В честь 100-летия Службы реставрации музейных ценностей Русский музей показал свои мастерские. Их сегодня более десяти и во многом они работают при поддержке «Газпрома». За год через руки реставраторов может пройти более четырех тысяч предметов искусства! Журналист и фотограф Михаил Борисов специально для нашей группы побывал в гостях у мастеров и рассказал, как сохраняют шедевры в их первозданном виде.
По безлюдным и залитым солнцем залам Русского музея во вторник, когда тут выходной, нас ведет своей легкой летящей походкой Евгений Сергеевич Солдатёнков. Он начальник службы ресторации музея и один из тех, кто реставрировал «Последний день Помпеи» в 1995 году.
Евгений Сергеевич то вдруг замирает у «Бориса и Глеба», «раскрытых» реставратором Сергеем Голубевым в 80-е годы, и показывает следы тонировки акварелью. То бежит дальше и, взлетев по ступенькам, отворяет двери в домовую церковь Св. Архангела Михаила. Он вспоминает, как в советские времена тут был склад. Церковь выполнена по проекту Росси и перестроена Свиньиным. Ее заново открыли в 1993 году, полностью реставрировали, и на службы ходят служители музея. То есть просто так сюда не попасть.

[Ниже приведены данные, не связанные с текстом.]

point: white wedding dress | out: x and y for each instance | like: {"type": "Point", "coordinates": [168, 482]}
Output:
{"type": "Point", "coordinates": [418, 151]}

В отделе реставрации древнерусской живописи нас подводят к многоопытному мастеру Рудольфу Александровичу Кесареву, на чьем счету «открытие» сложнейших икон: «Праотец Иосиф», «Огненное восхождение пророка Илии», «Архангел Михаил». Рудольф Александрович благодаря окладистой бороде похож на древнего иконописца. Он почти не отрывается от микроскопа. На вопрос о скорости работы отвечает: миллиметров пять в день. На одну большую икону необходимы годы.
Дальше, в мастерской, где реставрируют масляную живопись, у Марии Третьяковой на мольберте стоит портрет офицера русско-турецкой войны. Эта работа руки Василия Тропинина. Мария показывает паспорт полотна, снимки в инфракрасном излучении, макрофрагменты и следы утраты. Реставрация близка к завершению. Как новенький, Тропинин скоро поедет в Москву в музей своего имени. На вопрос, полюбила ли она мужчину с портрета, Мария смущается, но понятно, что не полюбить такого привлекательного мужчину невозможно. Мария Третьякова сама художник, участвует в выставках, пишет натюрморты, выставляется.
Наконец, кульминация пресс-тура, организованного Русским музеем к грядущему событию с нейтральным названием «Сохраняя историю», посвящённому 100-летию Службы реставрации музейных ценностей. Ведущий художник-реставратор Ольга Клёнова показывает десяткам собравшихся телекамер, как очищают тампоном большое, в целую стену (223 на 335 сантиметров) полотно молодого, 29-летнего, Айвазовского «Пётр I при Красной Горке, зажигающий костёр на берегу для подачи сигнала гибнущим судам своим». Сияющего cапфиром Айвазовского готовят к показу на 350-летии императора.
Выставка «Сохраняя историю» откроется 21 апреля. Покажут 330 произведений искусства в «открытом», в максимально приближенном к первозданному виде, и это — сенсация. Последнее подобного масштаба событие было в 1998 году. И поэтому грядет своеобразный смотр достижений целого поколения реставраторов.
Службу реставрации в Русском музее начинал Петр Иванович Нерадовский. Он был графиком, «мирискусником», историком, служил хранителем, затем заведующий художественным отделом. После революции, в 1922 году, он вместе с Николаем Околовичем и Николаем Сычевым организовал первую реставрационную мастерскую. Сегодня мастерских больше десятка, и они объединены в Службу реставрации музейных ценностей. В ней трудится почти сто человек, и в среднем за год через их руки проходит около 4500 предметов искусства и старины.
На десерт пробежки по Русскому музею Евгений Александрович «угощает» знакомством со Светланой Викторовной Римской-Корсаковой. Светлана Викторовна возглавляет отдел технологических исследований и занимается экспертизой. И из ее уст для нас на прощание звучит арт-детектив о том, как русская картина будто бы петровских времен оказалась немецкой, да еще с записанными напрочь до полной невидимости индийскими слонами. В углу картины — младенец верхом на овечке. «Кто это?» — проверяет нашу эрудицию Светлана Викторовна. В ответ — тишина. Да и кто ж в младенце с ходу узнает Иоанна Крестителя.